If an LTD pays a price higher than fair value for its shares, the amount that exceeds the fair value shall be taxed as a hidden dividend under Section 29.1 of Act on Tax Assessment Procedure. Regardless of the amount paid for the shares, the distribution of the company’s assets to shareholders by redeeming or acquiring shares may be considered a hidden dividend pursuant to Section 29.2 Act on Tax Assessment Procedure if it is obvious that the distribution of assets is done to avoid the taxation of dividends. However, the application of this section does not require pricing that is different from the fair price. 

Case law and taxation practice play a major role when interpreting the Section 29.2 of the Act on Tax Assessment Procedure.  In case law, based on the established interpretation, some of the elements relating to redemption situations are considered aggravating, some as mitigating. For example, the rule has not generally applied to share acquisitions related to generational changes in family-owned companies or situations where a minority shareholder is bought out of the company. The new provisions of the Companies Act on the acquisition of own shares are aimed at safeguarding equal treatment of shareholders. 

In tax law, the premise is that a hidden dividend is at hand if shares are acquired or redeemed from all shareholders in equal quantities, or shareholdings or control have not otherwise changed. 

Points in favor of applying the tax avoidance section (aggravating circumstances)

When the shares are redeemed from all shareholders at the same proportion, the taxation of covered dividend is considered to be unapplicable only in the cases where the company has distributed extra assets left from downsizing the business or the sale of unnecessary property. The capital needs of the company are in these cases seen to have decreased.  

Instead, in circumstances deemed aggravating by the Tax Authorities; 

  • Only a part of the main shareholder’s shares has been acquired, 
  • The funds used in the acquisition have lately been “gathered” with a sale of company assets, 
  • Regular payment of dividends has been cancelled and 
  • The transaction price is set off by forgiving the shareholder’s liabilities for the company. 

Points against applying the tax avoidance section (mitigating circumstances)

Thus, the Company’s reduction in operations and the reduction in capital needs may be considered mitigating circumstances for the application of Section 29.2 of the Act on Tax Assessment Procedure, mainly only in situations where the acquired shares are cancelled. In situations where the acquired shares are further disposed of, there will be no definitive reduction in the company’s capital that would normally justify the distribution of funds to shareholders. 

If a financial reason is given for acquiring own shares, it shall not be considered to be avoidance of tax on dividends.
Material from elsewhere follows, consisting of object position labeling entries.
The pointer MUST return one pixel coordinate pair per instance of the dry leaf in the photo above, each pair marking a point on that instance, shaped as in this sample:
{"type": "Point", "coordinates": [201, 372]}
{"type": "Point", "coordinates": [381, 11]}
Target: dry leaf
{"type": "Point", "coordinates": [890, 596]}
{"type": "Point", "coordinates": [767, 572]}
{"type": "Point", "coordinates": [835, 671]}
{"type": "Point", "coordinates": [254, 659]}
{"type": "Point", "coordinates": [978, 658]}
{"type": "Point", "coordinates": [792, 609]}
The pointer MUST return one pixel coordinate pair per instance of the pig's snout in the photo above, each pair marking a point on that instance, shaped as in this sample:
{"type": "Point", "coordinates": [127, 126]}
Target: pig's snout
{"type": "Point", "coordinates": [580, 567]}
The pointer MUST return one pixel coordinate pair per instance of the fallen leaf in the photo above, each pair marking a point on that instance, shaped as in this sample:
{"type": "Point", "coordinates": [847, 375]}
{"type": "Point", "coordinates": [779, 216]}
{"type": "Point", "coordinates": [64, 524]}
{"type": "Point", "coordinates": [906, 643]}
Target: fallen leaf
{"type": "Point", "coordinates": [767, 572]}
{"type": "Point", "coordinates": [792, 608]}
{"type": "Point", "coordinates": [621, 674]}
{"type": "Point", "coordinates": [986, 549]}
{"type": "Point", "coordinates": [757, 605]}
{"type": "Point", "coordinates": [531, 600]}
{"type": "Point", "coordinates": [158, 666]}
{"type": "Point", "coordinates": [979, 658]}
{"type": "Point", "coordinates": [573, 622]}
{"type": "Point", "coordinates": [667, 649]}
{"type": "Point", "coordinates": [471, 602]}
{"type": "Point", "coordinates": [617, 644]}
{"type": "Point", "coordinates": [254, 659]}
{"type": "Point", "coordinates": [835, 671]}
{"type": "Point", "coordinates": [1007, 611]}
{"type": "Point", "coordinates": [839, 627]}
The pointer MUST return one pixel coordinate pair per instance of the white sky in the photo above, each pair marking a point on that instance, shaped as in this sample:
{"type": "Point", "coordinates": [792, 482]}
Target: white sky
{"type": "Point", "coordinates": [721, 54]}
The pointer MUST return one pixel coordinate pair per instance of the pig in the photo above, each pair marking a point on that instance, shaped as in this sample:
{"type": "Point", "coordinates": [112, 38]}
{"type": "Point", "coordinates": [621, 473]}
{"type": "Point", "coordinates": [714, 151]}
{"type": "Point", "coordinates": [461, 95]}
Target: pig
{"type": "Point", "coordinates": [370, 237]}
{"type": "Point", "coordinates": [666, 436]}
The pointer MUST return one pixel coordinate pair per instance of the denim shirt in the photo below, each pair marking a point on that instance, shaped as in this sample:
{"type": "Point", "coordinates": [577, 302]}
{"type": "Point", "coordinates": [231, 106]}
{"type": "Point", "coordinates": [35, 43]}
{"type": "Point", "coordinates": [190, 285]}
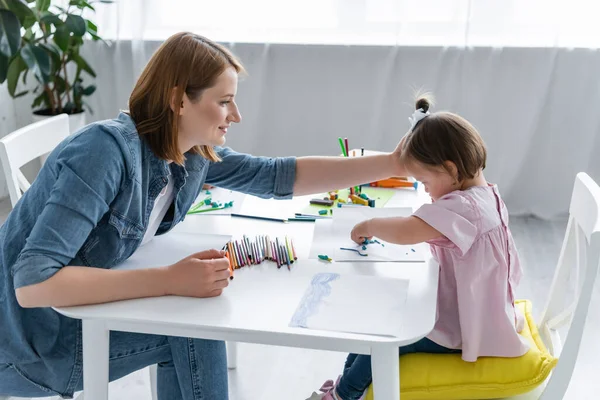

The reasons considered acceptable in tax practice have been at hand when: 

  • All shares of a minority shareholder are acquired by the company, 
  • All shares or enough shares to remove the control over the company are acquired from a majority shareholder, 
  • The shares are acquired to implement a generational change in a family-owned company, 
  • The Company’s operations are substantially reduced and/or changed in other ways, resulting in lower capital requirements and the shares are cancelled, 
  • The price of acquisition is not higher than the fair price of the shares, 
  • The shares are acquired to continue the business and the company has paid dividend regularly. 

However, the application of tax avoidance provisions is always based on an overall assessment. Therefore, the conclusion should not be drawn from the above that if three arguments are in favor and two against, then the tax avoidance acts do not apply. In itself, even in an acceptable arrangement, a hidden dividend may also arise if the price paid to the shareholder exceeds the fair value of the share. I recommend that, even in a slightly unclear situation, this assessment be carried out by a lawyer or auditor who is expert in taxation.